Elle ne s'y connaissait pas du tout dans le domaine de la cécité, mais il lui restait incompréhensible le fait qu'il ait gravit les marches avec autant de facilité pour abattre près d'elle un lame précise. Elle lui fit front sachant mettre en retrait sa blessure. Elle le regarda dans ses conjonctives bulbaires qui occupaient toute la place. Incapable de savoir où il regardait précisément, elle maudit son masque qui avait du volé la place de son habituel bandeau noir. Ses yeux blancs mis à nus la troublaient par leur pureté. Alors que dans un mouvement rapide, le jeune homme tenta un mouvement vers elle. Ses doigts effleurèrent son bras alors que leurs armes se croisaient. Nathalia relâcha la prise sur son arme et recula pour éviter le contact de leur peau. À peine avait-il pour dire tenter un geste vers elle que son échine subit un frisson et son épaule, une chaleur. Sa plaie lui brulait suite au mouvement. Un rapide coup d'œil l'étonna. Sa plaie semblait avoir été cautérisée. Une petite fumée se dissipait en s'élevant de la plaie qui avait cessé de pleurer son sang. Perplexe, elle porta un nouveau regard sur son ennemi. N'avait-il pas envoyé cette rebelle pour justement la tuer? Pourquoi alors la soignait-il? Ses sourcils se foncèrent légèrement marquant son étonnement. Son incrédulité était totale. Ses esprits ne semblaient plus vouloir se poser bien des questions et encore moins d'y trouver une réponse suffisante et ce, de façon rapide. Le temps avait passé pour elle emportant avec lui des aspects dont elle ne savait pas encore se passer. À l'affut des sons qui résonnaient dans la grande pièce, la femme fut presque heurtée par le sens de ses paroles. Comment avait-il bien pu se rendre compte de quelque chose qu'elle avait dissimulé aux yeux des convives? Se pouvait-il que depuis la première fois où elle l'avait aperçu, elle se soit méprise quant à son identité? Tout semblait lui confirmer cette bévue.

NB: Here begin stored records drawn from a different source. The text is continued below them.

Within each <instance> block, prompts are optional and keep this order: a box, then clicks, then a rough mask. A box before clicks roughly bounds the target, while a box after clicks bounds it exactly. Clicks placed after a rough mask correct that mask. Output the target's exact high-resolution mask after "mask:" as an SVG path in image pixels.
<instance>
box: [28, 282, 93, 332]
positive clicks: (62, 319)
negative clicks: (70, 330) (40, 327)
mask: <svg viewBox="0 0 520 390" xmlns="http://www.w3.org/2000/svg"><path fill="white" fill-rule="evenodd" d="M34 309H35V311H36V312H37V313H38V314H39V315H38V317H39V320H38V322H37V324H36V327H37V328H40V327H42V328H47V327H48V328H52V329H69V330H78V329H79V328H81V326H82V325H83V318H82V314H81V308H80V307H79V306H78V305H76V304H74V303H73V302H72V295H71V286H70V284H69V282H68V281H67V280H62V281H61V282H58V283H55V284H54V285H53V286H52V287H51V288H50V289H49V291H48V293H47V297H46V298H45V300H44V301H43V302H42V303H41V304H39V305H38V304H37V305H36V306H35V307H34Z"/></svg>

-Ainsi donc, là où le père a passé, le fils passera.
Cette phrase n’avait peut-être pour lui aucune logique mais pour cette femme que la vie avait si souvent meurtrit, ses mots avaient une connotation bien profonde. Cela dit, l'humour dont faisait preuve le jeune homme l'inquiétait presque. Se rendait-il compte à qui il s'adressait ainsi? Il était d'une vulgarité qui n'était pas propre aux Devonfeld et encore moins à la chère Maraigh. On pouvait supposer que cela était sa façon bien à lui d'être différent de son père alors que la similitude était étonnante. Son charme ne fit malheureusement pas beaucoup d'effet à la reine. Ces jeux de mots devaient être aussi vieux qu'elle-même. Dans un clin d'œil discret, Nathalia lui adressa un sourire en coin. Pénétrant dans son jeu duquel elle souhaita tout de suite ressortir, elle lui adressa :
-Je n'ai malheureusement rien de convenable en dessous, Apollon. Pourquoi ne pas vous en tenir à me retirer pudiquement ma vie?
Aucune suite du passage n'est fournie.